First night's sleep lost to the treatment. Taking that SSRI yesterday has got my brain overstimulated, I've been awake since three. Was too hot, and my brain feels buzzy. I'm sure I will get used to them soon.
The view on the Hep C forum is that taking vitamin D3 supplements is not contraindicated with Boceprevir, so I'll start on them as soon as they arrive.
Saturday 16 February 2013
Friday 15 February 2013
5. 15 February 2013 - Vitamin D better than Boceprevir? and, feeling calmer.
I started taking anti-depressants today, to fortify my brain chemicals to face the onslaught of interferon. The Hep C consultant told me to ask for the weakest strength, 10mg, but when I was in the appointment with the doctor I forgot, so I’ve got the 20mg and am taking half. Last time I took these they made me fat and killed my sex drive, I hope that won’t happen if I can manage on 10mg.

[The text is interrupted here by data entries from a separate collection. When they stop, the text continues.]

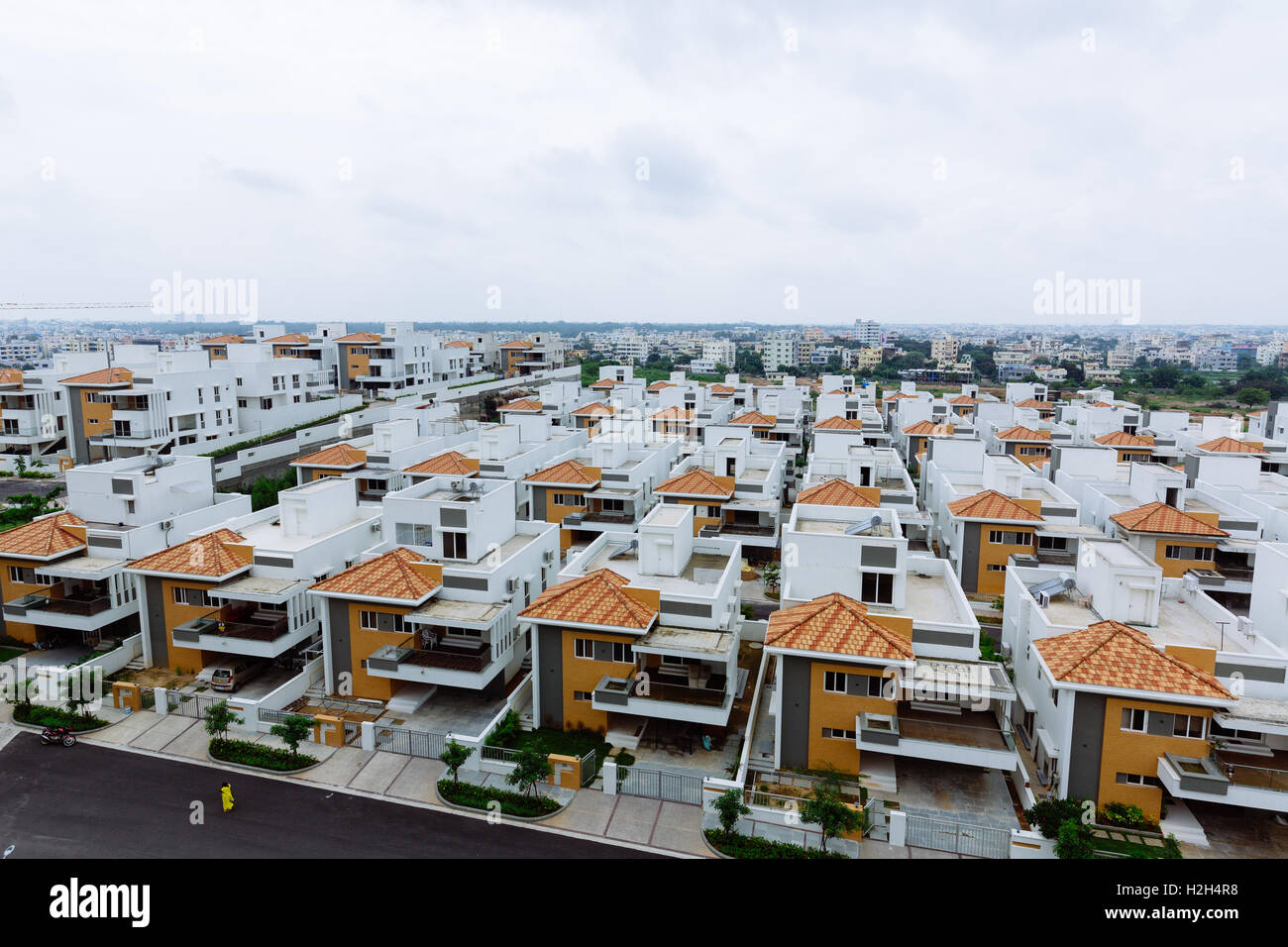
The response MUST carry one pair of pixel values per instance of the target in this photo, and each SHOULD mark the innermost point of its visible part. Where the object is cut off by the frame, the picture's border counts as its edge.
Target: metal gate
(189, 703)
(661, 784)
(960, 838)
(428, 744)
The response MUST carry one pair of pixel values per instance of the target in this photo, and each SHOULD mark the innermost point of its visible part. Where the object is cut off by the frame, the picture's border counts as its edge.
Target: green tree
(219, 718)
(828, 810)
(454, 757)
(532, 767)
(729, 808)
(292, 731)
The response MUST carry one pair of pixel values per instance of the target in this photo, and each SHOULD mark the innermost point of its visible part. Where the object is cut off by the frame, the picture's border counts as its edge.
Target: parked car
(232, 676)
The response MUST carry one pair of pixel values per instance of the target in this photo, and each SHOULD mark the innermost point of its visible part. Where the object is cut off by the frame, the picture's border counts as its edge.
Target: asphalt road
(94, 801)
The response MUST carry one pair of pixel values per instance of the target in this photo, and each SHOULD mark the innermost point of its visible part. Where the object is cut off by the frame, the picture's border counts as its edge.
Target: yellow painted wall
(584, 674)
(1125, 751)
(838, 711)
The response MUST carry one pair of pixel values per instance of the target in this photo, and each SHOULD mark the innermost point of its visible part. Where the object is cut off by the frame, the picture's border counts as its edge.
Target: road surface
(91, 801)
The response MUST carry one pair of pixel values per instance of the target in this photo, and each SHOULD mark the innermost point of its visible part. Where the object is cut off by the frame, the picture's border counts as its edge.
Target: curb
(507, 818)
(249, 768)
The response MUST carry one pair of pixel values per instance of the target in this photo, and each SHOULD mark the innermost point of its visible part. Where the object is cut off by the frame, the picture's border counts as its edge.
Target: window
(1189, 725)
(1136, 780)
(1133, 719)
(413, 535)
(455, 545)
(877, 586)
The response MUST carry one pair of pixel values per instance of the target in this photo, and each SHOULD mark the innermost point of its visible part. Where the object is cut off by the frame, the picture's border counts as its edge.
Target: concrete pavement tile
(417, 781)
(378, 774)
(165, 729)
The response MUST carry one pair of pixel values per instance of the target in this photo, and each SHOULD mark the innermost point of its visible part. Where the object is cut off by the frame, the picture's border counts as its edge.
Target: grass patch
(258, 755)
(745, 847)
(511, 802)
(54, 716)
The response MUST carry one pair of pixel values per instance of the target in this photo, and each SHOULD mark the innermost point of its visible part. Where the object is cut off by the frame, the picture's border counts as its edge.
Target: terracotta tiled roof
(835, 492)
(837, 423)
(1229, 445)
(386, 577)
(1115, 655)
(1158, 517)
(1121, 438)
(927, 428)
(835, 624)
(570, 472)
(205, 557)
(43, 538)
(1020, 433)
(991, 505)
(674, 414)
(335, 455)
(595, 598)
(450, 463)
(699, 482)
(103, 376)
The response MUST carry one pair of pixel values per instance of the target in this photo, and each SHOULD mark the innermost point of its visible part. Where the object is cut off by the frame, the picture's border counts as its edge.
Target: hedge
(54, 716)
(511, 802)
(746, 847)
(248, 754)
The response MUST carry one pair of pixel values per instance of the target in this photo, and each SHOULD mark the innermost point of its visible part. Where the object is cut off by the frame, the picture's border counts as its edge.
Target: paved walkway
(645, 823)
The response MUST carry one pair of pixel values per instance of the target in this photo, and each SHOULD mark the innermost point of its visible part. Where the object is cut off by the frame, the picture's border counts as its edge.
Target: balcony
(969, 738)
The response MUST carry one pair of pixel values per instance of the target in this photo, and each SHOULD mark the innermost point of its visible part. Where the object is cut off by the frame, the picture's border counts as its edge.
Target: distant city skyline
(930, 162)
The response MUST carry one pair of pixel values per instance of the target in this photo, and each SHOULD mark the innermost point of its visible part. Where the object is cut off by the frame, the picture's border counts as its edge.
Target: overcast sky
(906, 161)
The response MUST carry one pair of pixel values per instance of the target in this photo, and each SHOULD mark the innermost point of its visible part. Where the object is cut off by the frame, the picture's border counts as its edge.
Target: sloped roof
(1115, 655)
(837, 423)
(570, 472)
(1229, 445)
(1121, 438)
(990, 504)
(336, 455)
(450, 463)
(1158, 517)
(1020, 433)
(103, 376)
(699, 482)
(385, 577)
(204, 557)
(596, 598)
(835, 624)
(43, 538)
(835, 492)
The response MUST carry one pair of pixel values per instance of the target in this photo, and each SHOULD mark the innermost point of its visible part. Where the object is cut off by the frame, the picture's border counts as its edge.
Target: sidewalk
(644, 823)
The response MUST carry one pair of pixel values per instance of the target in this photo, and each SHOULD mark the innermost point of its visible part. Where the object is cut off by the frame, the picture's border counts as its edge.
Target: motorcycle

There’s an article on the Hep C Trust website which shows adding Vitamin D supplements to the standard therapy (of peg. interferon and ribavirin) as increasing SVR levels from 42% to 86%. Hepatitis C Trust | January | Can adding vitamin D improve response to HCV antiviral therapy?
That’s better than Boceprevir (although it was a smallish trial). (Wikipedia says Boceprevir has SVR rates of 75% - 66% for the fixed term therapy.) The subjects took 2000 IU/d / 50μg vitamin D3 per day, as well as the standard therapy. That seems to be twice the strength of the max strength tablets, or 10 times the recommended daily amount.
I’m going to get some strong vitamin D supplements, and start taking them straight away. I can ask the nurse about them at the appointment in a couple of weeks.
Last week I was feeling really panicky and frightened, but this week I’m much calmer. Being worried and frightened was part of the preparation I think, something I just had to go through. I’m better prepared at work now, I'm a bit ahead, so can move my focus onto myself without guilt.
My brother sent me a lovely supportive email (eventually). Given that he took 10 days to get back to me, I am not sure he’s not one to call on in an emergency but it makes so much difference knowing he's there. A. is being supportive, listening and asking questions, which is also a big comfort, knowing he’s on board.
I am going to see my parents this weekend. I wonder whether it will be the last time this year, if I can't face the drive (they are 2 and half hours away) once I’m on the medication.
The pace is picking up now. 2 weeks to the start line.
Friday 1 February 2013
4. 1 February 2013 - A month to go until I start the treatment
I have too much time to think about starting, and it is building my fear of the treatment. It's kind of like hanging about at the top of a cliff looking down, but not launching your glider. Vertigo.
I am worried that I don't have enough support.
It was Grandma's birthday last weekend, and mine last week, and we met for our annual joint birthday get together. I was awake at 3 in the morning, unable to sleep, and distressed, scared. I realised it was because I had been looking forward to seeing my brothers, Aunt and Uncle, Mum and Dad, to recharge my courage from their support; but when it came to it I didn't mention starting the treatment. I looked around the dinner table, at everyone talking superficial pleasantnesses and thought, this is what this weekend is for, not for getting attention and support for me.
I get cross when I'm with the aunts and uncles, that we aren't closer, that our relationship isn't realer. They do know I have Hep C, and they are aware I did the treatment before. Mum doesn't want me to talk about it though. I think because it takes her back to the time when I got it, all that unpleasant craziness. And my main loyalty is for Mum, so if she doesn't want it mentioned, I let it go. I don't know if it's the right thing to do though.
Anyway. At 3 in the morning, I was really upset, crying on the bathroom floor with my need to be able to be myself, and be accepted by my family. I realised it was unrealistic, and that they were there to have a nice time, not to look after me. But I decided that I was going to look after me, and came back home to A. That was not a 'done thing to do', but I did it, I left early. I wonder if there will be any fallout.
My Aunt texted to say she wants to come and visit. I don't want to tell her about the treatment now, because it will only make her doubly determined to visit, to look after me. But she's a stressful visitor, nothing is right for her, and things have to be her way. (Mum says I'm just like her, only when she's cross with me.) So I've not responded to my Aunt's text, and that's not polite, but I just don't know what to say.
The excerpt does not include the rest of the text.